Depending on the encoding used to create the zip file, you might be able to prevent unwanted translations by temporarily setting the locale to "C":

LC_ALL=C 7z x $archive

(This helped for a zip created by IZArc on Win7, using two of your example filenames.)

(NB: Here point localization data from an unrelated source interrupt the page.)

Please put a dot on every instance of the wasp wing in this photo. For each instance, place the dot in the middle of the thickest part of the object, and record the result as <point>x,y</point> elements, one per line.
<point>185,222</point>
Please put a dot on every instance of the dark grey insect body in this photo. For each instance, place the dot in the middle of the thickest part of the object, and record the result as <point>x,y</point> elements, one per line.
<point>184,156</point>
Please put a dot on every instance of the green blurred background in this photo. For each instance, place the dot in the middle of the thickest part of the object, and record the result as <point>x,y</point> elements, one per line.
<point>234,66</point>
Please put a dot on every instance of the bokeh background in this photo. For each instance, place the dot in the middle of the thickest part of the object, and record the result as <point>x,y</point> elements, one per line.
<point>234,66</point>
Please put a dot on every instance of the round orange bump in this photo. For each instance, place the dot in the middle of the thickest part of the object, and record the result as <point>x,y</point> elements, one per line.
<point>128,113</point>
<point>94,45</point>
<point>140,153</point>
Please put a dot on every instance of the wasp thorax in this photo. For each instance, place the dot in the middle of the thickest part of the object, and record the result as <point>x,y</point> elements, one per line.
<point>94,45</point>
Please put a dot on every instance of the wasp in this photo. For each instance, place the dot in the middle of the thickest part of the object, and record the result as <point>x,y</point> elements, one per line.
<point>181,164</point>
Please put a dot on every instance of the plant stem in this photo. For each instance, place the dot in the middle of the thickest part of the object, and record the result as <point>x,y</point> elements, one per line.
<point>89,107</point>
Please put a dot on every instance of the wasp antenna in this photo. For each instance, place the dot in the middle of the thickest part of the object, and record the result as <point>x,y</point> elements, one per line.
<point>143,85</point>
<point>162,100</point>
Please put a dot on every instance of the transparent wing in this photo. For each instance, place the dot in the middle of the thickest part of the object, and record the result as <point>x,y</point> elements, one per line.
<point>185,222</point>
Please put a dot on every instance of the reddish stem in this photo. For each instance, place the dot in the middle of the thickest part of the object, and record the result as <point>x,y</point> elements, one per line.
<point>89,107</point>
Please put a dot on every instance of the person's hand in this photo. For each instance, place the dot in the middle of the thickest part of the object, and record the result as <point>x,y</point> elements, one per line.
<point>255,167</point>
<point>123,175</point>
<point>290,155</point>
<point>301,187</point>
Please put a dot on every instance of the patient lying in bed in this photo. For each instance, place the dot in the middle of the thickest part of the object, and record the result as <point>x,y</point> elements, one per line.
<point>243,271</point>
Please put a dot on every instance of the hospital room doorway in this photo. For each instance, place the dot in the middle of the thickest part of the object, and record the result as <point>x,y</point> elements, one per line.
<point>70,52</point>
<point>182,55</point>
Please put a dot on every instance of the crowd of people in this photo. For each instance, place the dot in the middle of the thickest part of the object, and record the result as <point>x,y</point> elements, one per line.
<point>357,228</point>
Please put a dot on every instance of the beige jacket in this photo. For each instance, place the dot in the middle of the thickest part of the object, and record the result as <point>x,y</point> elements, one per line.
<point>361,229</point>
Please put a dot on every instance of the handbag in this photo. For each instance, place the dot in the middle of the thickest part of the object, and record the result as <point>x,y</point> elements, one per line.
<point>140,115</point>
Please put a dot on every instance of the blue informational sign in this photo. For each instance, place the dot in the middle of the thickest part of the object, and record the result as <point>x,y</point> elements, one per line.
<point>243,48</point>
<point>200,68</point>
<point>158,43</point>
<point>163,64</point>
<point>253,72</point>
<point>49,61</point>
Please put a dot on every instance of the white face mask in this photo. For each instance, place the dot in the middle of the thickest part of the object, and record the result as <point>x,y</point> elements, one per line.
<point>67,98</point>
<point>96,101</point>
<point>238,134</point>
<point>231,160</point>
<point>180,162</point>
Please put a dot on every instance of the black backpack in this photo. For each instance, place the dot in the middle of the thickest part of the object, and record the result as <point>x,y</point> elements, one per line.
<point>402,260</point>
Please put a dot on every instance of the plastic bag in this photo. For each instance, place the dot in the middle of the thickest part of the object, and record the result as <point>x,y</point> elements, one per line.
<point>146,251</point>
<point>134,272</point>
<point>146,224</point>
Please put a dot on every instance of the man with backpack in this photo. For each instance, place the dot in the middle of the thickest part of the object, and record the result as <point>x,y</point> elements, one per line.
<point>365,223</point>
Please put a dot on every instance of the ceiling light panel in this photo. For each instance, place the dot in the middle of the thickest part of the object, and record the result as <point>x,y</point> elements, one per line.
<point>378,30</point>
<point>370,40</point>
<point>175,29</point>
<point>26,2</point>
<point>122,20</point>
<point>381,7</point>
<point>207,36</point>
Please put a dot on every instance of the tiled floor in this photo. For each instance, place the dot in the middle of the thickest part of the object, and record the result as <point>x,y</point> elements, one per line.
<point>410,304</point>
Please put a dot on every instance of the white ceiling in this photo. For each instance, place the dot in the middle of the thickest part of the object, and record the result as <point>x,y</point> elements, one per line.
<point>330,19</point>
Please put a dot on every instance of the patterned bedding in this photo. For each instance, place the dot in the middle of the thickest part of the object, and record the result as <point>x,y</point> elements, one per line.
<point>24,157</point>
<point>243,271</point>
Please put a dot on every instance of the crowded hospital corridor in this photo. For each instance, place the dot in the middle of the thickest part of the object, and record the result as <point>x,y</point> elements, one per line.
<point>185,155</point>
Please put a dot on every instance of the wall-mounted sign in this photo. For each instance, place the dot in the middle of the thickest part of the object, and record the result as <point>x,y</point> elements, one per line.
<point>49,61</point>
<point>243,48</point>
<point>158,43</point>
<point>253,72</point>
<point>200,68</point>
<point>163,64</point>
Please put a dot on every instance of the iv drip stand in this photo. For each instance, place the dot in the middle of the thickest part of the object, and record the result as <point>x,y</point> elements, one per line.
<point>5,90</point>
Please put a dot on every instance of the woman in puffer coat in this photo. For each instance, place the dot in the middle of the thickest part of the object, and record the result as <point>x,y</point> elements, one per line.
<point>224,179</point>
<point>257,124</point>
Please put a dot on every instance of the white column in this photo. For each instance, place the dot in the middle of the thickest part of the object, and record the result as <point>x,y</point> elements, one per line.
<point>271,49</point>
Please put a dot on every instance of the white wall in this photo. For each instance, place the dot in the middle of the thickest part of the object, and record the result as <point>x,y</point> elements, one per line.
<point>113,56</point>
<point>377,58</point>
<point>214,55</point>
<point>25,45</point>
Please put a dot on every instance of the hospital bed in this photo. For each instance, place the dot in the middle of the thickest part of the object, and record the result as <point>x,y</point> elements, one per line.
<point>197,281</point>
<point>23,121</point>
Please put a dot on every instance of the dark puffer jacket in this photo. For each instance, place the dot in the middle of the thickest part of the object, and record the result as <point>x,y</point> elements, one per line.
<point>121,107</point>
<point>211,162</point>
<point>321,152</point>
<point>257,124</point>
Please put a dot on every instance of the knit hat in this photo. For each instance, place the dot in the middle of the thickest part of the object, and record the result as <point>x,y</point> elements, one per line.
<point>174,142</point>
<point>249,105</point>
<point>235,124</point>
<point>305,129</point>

However, for the archive in the question, the "filename" field contains the CP1251 encoding of "ДКП.doc" (84 8a 8f 2e 64 6f 63). The "extra" field uses an Info-zip extension (see section 4.6.9 of the Zip Specification v 6.3.4 ) to store the UTF-8 filename. unzip knows about this header, and uses the UTF-8 name, ignoring the CP1251 one.

7z doesn't do anything with this "extra field", and only uses the CP1251 one. Depending on the current locale, it might create the file using that exact name (the raw bytes 84 8a 8f), or worse, treat them as unicode points to be expanded to UTF-8 first (c2 84 c2 8a c2 8f).

One option is to use external utilities to change the zip first:

#!/bin/bash

cp orig.zip renamed.zip

index=0
zipinfo -1 orig.zip | while read name ; do
        ziptool renamed.zip rename $index "$name"
        index=$((index+1))
done

ziptool is from libzip. zipinfo is distributed with Info-ZIP's UnZip, so you might as well have just used unzip.